By default, all IP addresses are extracted — IPv4, IPv6, private ranges, loopback, and broadcast. Use the builder methods to filter:

# Only publicly routable IPs (excludes RFC 1918, loopback, broadcast)
e = ipextract.Extractor().only_public()

# Specific exclusions
e = ipextract.Extractor().ignore_private().ignore_loopback()

# Constructor kwargs for one-shot config
e = ipextract.Extractor(private=False, loopback=False, ipv6=False)

Fluent methods return a new Extractor — the original is not modified, making partial configs safe to reuse:

base = ipextract.Extractor()
public = base.only_public()   # new object
ipv4_only = base.ipv6(False)  # new object, base unchanged

Filter reference

MethodEffect
.only_public()Exclude private, loopback, and broadcast
.ignore_private()Exclude RFC 1918 (IPv4) and ULA/link-local (IPv6)
.ignore_loopback()Exclude 127.0.0.0/8 and ::1
.ignore_broadcast()Exclude 255.255.255.255 and link-local ranges
.ipv4(False)Skip IPv4 entirely
.ipv6(False)Skip IPv6 entirely
.private_ips(bool)Enable/disable private IPs
.loopback_ips(bool)Enable/disable loopback IPs
.broadcast_ips(bool)Enable/disable broadcast IPs

Extraction Methods

extract(text)list[str]

Returns all IP addresses found, in order of appearance.

ipextract.Extractor().extract("a 1.1.1.1 b 2.2.2.2")
# ["1.1.1.1", "2.2.2.2"]

extract_unique(text)list[str]

Returns unique IP addresses, preserving first-seen order.

ipextract.Extractor().extract_unique("1.1.1.1 2.2.2.2 1.1.1.1")
# ["1.1.1.1", "2.2.2.2"]

extract_with_offsets(text)list[tuple[str, int, int]]

Returns (ip, start, end) tuples. The byte offsets index directly into the original input — useful for annotation, highlighting, or structured log parsing.

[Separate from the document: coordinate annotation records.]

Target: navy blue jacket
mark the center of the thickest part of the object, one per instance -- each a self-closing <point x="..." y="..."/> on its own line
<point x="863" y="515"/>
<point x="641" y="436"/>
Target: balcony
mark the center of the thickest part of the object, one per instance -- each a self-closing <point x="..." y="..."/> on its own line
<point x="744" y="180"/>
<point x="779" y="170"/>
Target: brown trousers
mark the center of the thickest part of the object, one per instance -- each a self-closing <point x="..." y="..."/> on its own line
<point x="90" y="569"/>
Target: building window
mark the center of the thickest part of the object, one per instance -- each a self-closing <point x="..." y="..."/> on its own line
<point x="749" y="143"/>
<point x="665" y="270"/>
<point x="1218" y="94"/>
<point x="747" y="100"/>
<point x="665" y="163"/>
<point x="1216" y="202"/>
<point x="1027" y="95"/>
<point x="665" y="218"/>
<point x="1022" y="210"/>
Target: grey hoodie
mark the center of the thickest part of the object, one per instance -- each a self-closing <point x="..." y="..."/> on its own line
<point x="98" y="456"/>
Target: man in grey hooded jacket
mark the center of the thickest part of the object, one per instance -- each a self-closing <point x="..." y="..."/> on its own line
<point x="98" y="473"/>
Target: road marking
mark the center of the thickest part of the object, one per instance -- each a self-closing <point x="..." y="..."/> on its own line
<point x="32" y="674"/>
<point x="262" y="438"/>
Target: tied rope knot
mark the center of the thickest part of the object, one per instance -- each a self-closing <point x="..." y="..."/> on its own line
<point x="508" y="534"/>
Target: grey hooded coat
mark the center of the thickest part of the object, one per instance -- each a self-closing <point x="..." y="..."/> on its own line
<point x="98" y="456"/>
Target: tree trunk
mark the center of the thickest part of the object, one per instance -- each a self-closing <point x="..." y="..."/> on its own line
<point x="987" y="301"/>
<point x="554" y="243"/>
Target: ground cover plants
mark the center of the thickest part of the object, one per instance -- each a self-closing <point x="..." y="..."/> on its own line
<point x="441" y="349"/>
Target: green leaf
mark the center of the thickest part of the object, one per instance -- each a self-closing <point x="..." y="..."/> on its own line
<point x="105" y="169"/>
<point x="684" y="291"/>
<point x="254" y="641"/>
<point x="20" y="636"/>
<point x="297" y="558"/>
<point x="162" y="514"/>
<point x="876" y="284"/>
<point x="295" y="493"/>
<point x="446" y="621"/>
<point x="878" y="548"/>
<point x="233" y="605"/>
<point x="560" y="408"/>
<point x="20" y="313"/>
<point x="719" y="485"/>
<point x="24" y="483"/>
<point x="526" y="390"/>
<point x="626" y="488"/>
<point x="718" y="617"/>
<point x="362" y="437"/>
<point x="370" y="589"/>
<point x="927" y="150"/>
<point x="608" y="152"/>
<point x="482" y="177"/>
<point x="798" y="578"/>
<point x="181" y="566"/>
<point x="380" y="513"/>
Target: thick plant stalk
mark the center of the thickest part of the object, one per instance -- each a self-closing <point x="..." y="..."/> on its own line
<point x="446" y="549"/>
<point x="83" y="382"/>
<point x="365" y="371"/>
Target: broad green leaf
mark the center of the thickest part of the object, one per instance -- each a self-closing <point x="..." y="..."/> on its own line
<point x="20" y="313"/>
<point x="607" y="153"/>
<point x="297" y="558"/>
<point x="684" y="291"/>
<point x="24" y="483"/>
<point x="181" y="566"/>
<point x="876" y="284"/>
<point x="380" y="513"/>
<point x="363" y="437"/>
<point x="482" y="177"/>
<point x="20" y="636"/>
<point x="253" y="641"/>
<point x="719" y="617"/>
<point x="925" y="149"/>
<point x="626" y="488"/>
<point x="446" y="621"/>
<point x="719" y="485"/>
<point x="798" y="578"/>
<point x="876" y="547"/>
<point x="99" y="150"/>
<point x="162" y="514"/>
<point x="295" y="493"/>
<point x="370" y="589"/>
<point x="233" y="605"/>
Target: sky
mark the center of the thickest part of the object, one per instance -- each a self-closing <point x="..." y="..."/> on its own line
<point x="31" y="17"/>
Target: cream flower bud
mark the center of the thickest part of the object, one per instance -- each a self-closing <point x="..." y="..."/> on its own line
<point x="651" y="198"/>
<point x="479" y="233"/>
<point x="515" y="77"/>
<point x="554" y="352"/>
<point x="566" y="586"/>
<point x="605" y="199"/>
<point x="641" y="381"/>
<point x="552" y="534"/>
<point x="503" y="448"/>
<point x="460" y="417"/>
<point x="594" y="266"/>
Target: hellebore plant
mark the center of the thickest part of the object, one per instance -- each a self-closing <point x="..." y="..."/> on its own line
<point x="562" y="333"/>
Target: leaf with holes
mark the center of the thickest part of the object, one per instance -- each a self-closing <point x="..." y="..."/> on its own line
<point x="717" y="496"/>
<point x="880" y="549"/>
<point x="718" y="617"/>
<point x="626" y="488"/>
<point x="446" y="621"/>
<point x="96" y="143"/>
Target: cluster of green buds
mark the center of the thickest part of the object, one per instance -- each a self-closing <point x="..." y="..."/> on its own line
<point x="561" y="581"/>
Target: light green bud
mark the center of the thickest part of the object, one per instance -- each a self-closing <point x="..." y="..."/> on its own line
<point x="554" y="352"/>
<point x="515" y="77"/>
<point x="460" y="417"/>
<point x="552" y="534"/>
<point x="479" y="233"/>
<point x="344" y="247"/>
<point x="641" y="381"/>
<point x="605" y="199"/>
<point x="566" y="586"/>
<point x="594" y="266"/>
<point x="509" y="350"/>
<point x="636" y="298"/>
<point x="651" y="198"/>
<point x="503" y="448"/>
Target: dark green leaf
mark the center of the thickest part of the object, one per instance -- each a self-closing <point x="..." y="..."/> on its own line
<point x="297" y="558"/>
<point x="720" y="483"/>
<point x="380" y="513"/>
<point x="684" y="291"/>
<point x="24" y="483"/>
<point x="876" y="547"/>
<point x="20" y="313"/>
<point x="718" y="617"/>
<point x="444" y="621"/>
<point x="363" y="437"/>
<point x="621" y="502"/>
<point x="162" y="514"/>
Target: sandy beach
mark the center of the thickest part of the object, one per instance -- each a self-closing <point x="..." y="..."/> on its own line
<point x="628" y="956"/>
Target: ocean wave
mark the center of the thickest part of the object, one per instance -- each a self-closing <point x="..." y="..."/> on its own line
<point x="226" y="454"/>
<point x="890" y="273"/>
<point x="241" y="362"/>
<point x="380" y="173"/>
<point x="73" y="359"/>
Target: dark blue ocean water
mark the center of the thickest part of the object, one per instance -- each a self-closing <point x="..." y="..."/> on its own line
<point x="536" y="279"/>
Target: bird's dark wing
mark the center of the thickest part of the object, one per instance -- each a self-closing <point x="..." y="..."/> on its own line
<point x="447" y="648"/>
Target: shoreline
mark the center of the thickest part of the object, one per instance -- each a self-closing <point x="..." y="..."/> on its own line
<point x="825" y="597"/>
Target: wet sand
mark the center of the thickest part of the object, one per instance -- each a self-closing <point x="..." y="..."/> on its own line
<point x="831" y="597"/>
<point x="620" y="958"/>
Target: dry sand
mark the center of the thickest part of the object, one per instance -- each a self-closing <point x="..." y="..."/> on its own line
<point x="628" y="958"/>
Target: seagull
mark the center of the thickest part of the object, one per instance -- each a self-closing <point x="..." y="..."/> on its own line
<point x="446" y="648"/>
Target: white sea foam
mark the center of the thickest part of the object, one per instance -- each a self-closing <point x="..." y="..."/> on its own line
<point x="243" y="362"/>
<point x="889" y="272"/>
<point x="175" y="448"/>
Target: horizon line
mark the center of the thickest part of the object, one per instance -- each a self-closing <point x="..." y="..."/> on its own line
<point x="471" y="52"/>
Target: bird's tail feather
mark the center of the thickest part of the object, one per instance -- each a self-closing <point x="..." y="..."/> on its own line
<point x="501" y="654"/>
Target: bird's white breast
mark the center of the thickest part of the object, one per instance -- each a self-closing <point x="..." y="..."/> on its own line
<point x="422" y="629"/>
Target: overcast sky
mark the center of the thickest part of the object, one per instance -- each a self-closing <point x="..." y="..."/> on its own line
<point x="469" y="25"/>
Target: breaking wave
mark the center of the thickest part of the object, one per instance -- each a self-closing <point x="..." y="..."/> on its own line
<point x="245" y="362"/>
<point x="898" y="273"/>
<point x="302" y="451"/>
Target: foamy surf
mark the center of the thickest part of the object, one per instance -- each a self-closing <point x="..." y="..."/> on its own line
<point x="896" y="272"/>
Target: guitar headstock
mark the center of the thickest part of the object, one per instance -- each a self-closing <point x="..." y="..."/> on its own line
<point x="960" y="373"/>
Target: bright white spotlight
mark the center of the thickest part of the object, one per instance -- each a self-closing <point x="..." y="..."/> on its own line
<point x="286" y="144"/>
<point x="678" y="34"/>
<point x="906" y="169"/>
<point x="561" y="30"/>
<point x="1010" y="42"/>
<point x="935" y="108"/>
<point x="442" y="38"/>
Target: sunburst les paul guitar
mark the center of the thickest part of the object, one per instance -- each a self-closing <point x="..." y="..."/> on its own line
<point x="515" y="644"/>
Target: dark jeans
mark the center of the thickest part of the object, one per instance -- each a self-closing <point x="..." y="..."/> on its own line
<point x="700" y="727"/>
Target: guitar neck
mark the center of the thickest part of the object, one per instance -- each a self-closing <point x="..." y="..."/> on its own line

text = "host 1.2.3.4 port 80"
for ip, start, end in ipextract.Extractor().extract_with_offsets(text):
    print(f"{ip} at [{start}:{end}]")
    assert text[start:end] == ip
# 1.2.3.4 at [5:12]

Performance

ipextract is designed for high-throughput applications. It uses a compile-time DFA (Deterministic Finite Automaton) from the Rust ip-extract crate, which scans at O(n) without backtracking.

Typical benchmark results comparing ipextract to Python re + ipaddress.ip_address() validation (both sides extract and validate):

Scenariore + ipaddress (ms)ipextract (ms)Speedup
Dense IPs (1000 mixed v4+v6)2.3ms0.25ms9x
Sparse Logs (1000 IPs in noise)7.4ms0.46ms16x
Pure Text (100KB with zero IPs)4.0ms0.16ms25x
Defanged IPs (1000 mixed)2.5ms0.35ms7x

The larger the input and the more non-IP text it contains, the greater the performance advantage. ipextract excels at high-speed log scanning because it can reject non-IP text much faster than a backtracking regex engine.

Module-Level Convenience Functions

ipextract.extract() and ipextract.extract_unique() are shorthand for Extractor().extract() with default settings (all IPs included). For repeated calls, prefer creating an Extractor instance explicitly.

Source

The ipextract Python package lives in crates/ipextract-py/ and wraps the ip-extract Rust crate.